Glossary

Autolysis

The slow enzymatic breakdown of spent yeast cells during extended lees ageing, releasing amino acids, mannoproteins and esters that build the bread, brioche and savoury notes characteristic of long-aged champagne.

Autolysis is the enzymatic self-digestion of dead yeast cells during a champagne’s sur lattes phase — the period after the second fermentation when the bottle rests horizontally on its lees in a cool cellar. Once the yeasts that drove the prise de mousse have consumed their nutrient supply, they die, and their cell walls begin to break down. The compounds released into the wine over the following months and years are what give long-aged champagne its identifiable character.

What’s actually released

Yeast autolysis dissolves three classes of compound into the wine:

  • Amino acids and short peptides, contributing brioche, toast, fresh bread and savoury / umami notes.
  • Mannoproteins, large yeast-cell-wall polysaccharides that bind to wine proteins and bitter polyphenols, smoothing texture and improving foam stability. Mannoproteins are why old champagne has a distinct creaminess: the bubble becomes finer and more persistent, and the texture rounder, even though the dosage hasn’t changed.
  • Esters and fatty acid derivatives, contributing a layer of nut, toasted-almond and dried-fruit character that does not exist in the base wine.

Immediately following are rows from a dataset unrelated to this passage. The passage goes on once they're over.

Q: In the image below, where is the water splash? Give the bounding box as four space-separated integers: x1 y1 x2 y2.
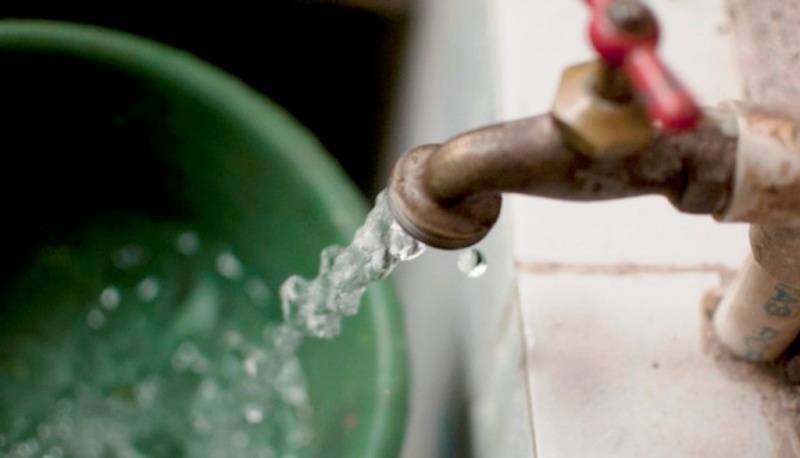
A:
0 225 313 458
1 190 428 457
280 190 426 338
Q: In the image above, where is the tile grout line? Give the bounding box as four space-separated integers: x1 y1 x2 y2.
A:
515 260 736 278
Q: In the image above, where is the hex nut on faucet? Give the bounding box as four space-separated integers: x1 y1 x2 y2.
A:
551 61 652 159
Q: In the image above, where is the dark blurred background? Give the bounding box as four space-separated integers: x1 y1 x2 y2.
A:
0 1 409 197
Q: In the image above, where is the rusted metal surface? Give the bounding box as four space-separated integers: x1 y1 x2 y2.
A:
713 0 800 365
388 110 737 249
751 225 800 286
388 144 501 249
717 102 800 225
714 254 800 361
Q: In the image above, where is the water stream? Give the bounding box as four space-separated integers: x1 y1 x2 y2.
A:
280 190 426 340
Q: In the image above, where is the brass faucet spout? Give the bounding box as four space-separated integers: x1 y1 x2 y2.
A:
388 110 736 249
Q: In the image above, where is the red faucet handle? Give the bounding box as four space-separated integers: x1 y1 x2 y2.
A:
624 47 700 130
587 0 700 131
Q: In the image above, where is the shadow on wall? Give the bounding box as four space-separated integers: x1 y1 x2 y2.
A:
0 2 408 197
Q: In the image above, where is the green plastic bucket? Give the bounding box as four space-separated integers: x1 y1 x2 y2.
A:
0 20 407 457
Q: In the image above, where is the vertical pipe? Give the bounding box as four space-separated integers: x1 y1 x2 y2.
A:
714 253 800 361
714 101 800 361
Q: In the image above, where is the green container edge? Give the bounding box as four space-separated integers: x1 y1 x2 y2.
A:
0 19 409 457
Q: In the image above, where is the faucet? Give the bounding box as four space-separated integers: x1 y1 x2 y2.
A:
387 0 800 363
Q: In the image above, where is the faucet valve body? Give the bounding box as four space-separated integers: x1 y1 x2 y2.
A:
551 0 702 161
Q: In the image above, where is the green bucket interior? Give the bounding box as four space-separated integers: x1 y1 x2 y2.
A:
0 20 407 457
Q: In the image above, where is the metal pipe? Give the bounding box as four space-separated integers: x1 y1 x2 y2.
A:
712 102 800 360
713 236 800 361
388 109 736 249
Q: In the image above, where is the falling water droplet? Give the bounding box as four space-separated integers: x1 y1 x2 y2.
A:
99 286 120 310
458 249 488 278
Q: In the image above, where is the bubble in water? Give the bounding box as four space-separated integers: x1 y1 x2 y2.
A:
256 448 276 458
44 446 64 458
216 251 244 280
199 379 218 400
458 249 488 278
176 231 200 255
192 415 212 434
86 309 106 329
135 376 160 406
37 423 52 440
244 351 267 377
14 438 39 456
277 360 310 407
389 221 425 261
171 342 203 372
244 276 270 306
232 431 249 449
267 325 302 355
244 404 265 424
113 244 145 271
137 276 160 302
99 285 120 310
223 331 244 349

The cumulative effect is what tasters call “autolytic character” — the savoury, bready, nutty profile that distinguishes a long-aged Champagne from the more fruit-forward style of younger sparkling wines.

How long it takes

Autolysis is slow. The first significant changes are perceptible at around 18 months on the lees; the brioche / toast register typically dominates after 4–5 years; tertiary nut and savoury notes deepen meaningfully beyond 7–10 years. Beyond 15 years on the lees, the wine enters a different register again — what Krug, Bollinger and Dom Pérignon call the plénitude phase, where mannoproteins have so thoroughly modified the wine’s structure that the texture, not the aromatics, becomes the defining quality.

The Champagne AOC sets minimums:

  • Non-vintage: minimum 15 months on the lees (12 months prise de mousse + 3 months bottle rest).
  • Vintage: minimum 36 months on the lees.

Many houses age well beyond these minimums for stylistic reasons. Charles Heidsieck Brut Réserve sits on lees for 4+ years; Bollinger Special Cuvée for 3 years; Pol Roger Brut Réserve for 4 years; Krug Grande Cuvée for 7+ years; Dom Pérignon for 7+ years on its first release (P1), then 12–15 for P2 and 20+ for P3.

Why R.D. and late-disgorgement matter

A wine’s autolytic clock effectively stops at disgorgement: once the lees are expelled, no further autolytic compounds are released into the wine. This is why récemment dégorgé (R.D.) releases — the cuvée pioneered by Bollinger in 1967 — and Dom Pérignon’s P2 / P3 plénitudes carry a particular interest. They are the same base wine as their earlier release, kept on the cork for an additional decade or more, capturing further autolysis in the bottle before being disgorged at the table.

Once disgorged, a wine continues to develop oxidatively rather than autolytically — a different and gentler track.